Several months ago, the US Department of Labor (DOL) proposed a rule in a Notice of Proposed Rulemaking (“Notice”) to define when someone is/is not an independent contractor.  The focus of the proposal is on the “control” element of the independent contractor scenario.  It appears the focus will be on various elements of control, e.g., legal, contractual, and seems to emphasize this element in a manner that will often militate a finding of employee status. 

The Notice asserts it is adopting a “totality-of-the-circumstances” standard but the actual language in the Notice belies that, as it sets out a new standard to the effect that “scheduling flexibility is not necessarily indicative of independent contractor status where other aspects of control are present.” That places too much emphasis on one factor and does not look at the “totality.”  That the Notice gives no weight to this factor (which many independent contractors prize above all else) is a skewing of the test, rendering a finding that the person is an independent contractor very difficult.  Although the other factors may indeed show an employer-employee relationship, this crucial factor should not be ignored.

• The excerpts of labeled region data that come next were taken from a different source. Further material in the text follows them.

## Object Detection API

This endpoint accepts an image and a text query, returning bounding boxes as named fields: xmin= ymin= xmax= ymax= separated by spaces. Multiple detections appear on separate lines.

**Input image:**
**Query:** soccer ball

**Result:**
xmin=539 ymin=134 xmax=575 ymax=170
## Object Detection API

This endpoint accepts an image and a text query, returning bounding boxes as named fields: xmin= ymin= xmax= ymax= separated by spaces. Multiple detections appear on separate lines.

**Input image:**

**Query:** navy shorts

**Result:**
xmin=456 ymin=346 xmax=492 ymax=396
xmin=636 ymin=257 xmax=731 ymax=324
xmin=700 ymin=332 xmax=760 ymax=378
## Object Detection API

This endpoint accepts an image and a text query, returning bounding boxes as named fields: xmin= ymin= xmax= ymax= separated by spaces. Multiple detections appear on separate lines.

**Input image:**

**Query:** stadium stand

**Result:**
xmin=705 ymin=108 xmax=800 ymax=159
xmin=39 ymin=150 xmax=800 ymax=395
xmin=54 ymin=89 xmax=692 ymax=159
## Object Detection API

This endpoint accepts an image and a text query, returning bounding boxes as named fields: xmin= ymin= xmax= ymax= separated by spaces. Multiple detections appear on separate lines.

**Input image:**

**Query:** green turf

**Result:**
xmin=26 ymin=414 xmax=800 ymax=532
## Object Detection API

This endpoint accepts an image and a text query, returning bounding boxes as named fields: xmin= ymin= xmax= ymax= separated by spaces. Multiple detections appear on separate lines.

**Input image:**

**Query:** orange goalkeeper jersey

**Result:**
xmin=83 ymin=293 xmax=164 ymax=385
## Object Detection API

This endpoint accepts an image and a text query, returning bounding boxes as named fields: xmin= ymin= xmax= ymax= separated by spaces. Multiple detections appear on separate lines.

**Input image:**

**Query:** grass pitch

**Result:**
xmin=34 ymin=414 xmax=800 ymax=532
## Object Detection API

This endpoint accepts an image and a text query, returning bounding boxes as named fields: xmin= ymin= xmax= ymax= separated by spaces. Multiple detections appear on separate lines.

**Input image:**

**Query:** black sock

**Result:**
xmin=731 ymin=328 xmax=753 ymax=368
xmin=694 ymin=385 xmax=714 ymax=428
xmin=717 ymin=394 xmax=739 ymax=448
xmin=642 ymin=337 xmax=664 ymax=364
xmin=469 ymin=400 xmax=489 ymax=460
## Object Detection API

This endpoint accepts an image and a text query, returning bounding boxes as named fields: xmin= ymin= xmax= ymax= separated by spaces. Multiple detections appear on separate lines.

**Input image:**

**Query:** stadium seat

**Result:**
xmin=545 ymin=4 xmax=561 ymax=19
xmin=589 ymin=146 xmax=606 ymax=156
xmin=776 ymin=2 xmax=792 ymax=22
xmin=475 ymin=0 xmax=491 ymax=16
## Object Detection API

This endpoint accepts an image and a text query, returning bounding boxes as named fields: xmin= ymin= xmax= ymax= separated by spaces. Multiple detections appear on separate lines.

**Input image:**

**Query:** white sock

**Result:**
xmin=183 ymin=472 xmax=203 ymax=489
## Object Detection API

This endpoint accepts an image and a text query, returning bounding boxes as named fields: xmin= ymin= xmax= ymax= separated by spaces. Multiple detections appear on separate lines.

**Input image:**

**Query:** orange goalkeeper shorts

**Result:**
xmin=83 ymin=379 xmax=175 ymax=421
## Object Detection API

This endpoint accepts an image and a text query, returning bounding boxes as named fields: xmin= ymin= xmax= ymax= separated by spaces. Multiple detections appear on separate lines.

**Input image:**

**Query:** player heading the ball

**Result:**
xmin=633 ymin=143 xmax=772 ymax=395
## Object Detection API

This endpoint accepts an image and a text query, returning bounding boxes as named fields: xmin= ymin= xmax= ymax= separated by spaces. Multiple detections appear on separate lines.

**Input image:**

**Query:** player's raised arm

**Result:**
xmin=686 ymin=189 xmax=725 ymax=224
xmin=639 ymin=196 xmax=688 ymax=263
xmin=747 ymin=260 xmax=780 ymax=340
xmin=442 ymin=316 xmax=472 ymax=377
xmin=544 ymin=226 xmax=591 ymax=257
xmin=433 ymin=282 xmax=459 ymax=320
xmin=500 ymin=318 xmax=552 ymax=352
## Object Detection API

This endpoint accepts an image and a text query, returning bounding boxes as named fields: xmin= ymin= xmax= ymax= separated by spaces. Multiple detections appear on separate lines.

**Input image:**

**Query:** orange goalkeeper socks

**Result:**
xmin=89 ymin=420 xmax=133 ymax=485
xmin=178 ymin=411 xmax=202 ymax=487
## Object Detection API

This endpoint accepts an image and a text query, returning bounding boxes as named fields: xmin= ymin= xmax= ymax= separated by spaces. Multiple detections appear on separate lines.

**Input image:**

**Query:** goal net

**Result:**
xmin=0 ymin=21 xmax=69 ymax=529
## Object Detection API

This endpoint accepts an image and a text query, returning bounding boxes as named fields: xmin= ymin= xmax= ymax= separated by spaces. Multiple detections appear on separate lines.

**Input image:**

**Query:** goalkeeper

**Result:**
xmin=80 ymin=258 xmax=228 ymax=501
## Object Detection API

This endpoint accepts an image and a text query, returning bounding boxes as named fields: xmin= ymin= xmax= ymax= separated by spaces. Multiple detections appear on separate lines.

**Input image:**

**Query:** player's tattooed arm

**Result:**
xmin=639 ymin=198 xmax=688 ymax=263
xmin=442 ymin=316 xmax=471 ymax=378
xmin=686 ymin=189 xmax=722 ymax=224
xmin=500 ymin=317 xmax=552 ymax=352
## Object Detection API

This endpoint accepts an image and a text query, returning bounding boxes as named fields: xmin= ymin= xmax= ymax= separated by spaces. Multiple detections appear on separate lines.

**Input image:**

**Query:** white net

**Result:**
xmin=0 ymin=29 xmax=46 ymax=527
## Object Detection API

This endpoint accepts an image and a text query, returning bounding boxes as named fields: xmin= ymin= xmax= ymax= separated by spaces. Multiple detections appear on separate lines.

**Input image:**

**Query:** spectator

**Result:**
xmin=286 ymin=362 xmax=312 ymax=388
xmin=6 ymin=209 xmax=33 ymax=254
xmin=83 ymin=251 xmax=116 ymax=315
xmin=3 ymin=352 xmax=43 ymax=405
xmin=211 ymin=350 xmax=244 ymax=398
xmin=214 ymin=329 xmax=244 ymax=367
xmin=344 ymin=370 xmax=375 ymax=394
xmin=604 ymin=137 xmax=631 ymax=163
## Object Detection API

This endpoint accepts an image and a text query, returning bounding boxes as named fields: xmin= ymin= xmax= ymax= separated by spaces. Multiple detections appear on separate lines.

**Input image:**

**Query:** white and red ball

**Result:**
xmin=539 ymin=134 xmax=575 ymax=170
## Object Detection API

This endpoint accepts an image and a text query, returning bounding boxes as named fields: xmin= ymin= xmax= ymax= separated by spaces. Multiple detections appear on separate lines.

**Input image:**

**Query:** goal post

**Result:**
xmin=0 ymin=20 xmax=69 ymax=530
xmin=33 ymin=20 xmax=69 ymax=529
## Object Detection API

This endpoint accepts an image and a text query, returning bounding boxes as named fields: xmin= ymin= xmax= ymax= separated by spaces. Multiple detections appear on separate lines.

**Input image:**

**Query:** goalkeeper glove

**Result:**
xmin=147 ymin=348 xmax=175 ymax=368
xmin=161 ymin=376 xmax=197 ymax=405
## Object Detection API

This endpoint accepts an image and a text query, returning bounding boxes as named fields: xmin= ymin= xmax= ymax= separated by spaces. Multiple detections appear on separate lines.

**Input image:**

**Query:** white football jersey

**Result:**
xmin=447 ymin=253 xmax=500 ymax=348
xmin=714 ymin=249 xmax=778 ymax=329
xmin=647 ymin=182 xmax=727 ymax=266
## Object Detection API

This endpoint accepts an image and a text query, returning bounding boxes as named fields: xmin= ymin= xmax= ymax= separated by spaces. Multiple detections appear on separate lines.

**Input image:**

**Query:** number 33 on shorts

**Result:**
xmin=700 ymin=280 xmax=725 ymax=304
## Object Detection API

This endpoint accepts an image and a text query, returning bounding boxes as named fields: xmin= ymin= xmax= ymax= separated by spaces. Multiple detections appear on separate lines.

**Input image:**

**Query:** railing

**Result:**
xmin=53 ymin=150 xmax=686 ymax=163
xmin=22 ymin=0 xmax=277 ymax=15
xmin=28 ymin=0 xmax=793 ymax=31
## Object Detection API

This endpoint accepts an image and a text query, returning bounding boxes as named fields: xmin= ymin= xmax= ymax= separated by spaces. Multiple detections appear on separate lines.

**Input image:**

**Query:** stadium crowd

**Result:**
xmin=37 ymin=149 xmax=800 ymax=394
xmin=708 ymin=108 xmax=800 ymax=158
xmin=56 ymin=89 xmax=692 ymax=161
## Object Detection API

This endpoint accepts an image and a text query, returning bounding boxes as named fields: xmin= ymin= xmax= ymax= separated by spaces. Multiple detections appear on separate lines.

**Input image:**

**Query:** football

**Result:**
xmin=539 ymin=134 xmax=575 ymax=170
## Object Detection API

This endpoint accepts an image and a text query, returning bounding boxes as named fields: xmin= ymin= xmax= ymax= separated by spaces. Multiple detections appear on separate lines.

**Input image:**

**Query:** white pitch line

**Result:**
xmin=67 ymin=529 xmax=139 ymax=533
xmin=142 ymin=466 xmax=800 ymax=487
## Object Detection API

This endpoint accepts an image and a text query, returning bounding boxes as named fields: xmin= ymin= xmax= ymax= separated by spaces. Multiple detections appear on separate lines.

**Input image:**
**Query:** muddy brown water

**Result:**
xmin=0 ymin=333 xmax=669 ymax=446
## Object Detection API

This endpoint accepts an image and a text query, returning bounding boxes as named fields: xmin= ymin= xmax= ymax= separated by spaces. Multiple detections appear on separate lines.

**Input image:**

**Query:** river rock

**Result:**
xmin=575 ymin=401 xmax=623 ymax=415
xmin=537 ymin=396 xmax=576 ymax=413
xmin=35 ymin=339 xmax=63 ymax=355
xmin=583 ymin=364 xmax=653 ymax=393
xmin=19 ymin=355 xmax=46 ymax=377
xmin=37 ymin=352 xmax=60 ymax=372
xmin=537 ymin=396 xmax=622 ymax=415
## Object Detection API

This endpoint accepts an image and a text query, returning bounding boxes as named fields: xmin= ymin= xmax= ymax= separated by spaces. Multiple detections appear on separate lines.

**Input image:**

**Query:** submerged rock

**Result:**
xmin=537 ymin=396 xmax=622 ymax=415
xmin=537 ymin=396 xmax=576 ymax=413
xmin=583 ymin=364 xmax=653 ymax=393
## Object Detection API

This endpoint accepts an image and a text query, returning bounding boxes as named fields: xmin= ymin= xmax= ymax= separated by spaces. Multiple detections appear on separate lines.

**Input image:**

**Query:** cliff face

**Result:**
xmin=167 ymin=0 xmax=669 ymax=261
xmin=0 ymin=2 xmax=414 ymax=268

The Notice concentrates so much on an alleged lack of flexibility for the worker that is seems almost obsessive, almost like this is the “only” factor to be considered.  In this regard, the Notice mentions various scenarios that would ostensibly limit a worker’s flexibility and freedom but gives no context for the existence of these “conditions.”  For example, the Notice states that if the hours are “limited” by the putative employer, that negates flexibility.  However, the Notice does not acknowledge that there may well be a number of legitimate business reasons for such limitation, nor does it call for examination of the specific circumstances in such a situation.

The Notice also does not flesh out when a putative employer exercises inordinate control regarding the amount of work the contractor has or can secure.  There is no attempt to define the circumstances when a particular arrangement does not allow the contractor to find other clients.  It ignores the reality that when a contractor undertakes a project, there may/will be time frames and deadlines built into that project that confine the contractor to those parameters.  That has nothing to do with the contractor seeking/securing other work.

The Takeaway

The Notice seems to ignore the desires or operational realities of the worker and focuses on the putative employer and its “extensive” control over that worker. The focus should be on whether the worker is striving to foster his own business and the efforts made in that regard. There is very little meat on the bone in the Notice on this turning point issue, which will only create confusion for the business community, making (years of) judicial interpretation the end result. It is almost as if the Notice is turning the concept of flexibility on its head and making it a chain around the neck of the worker.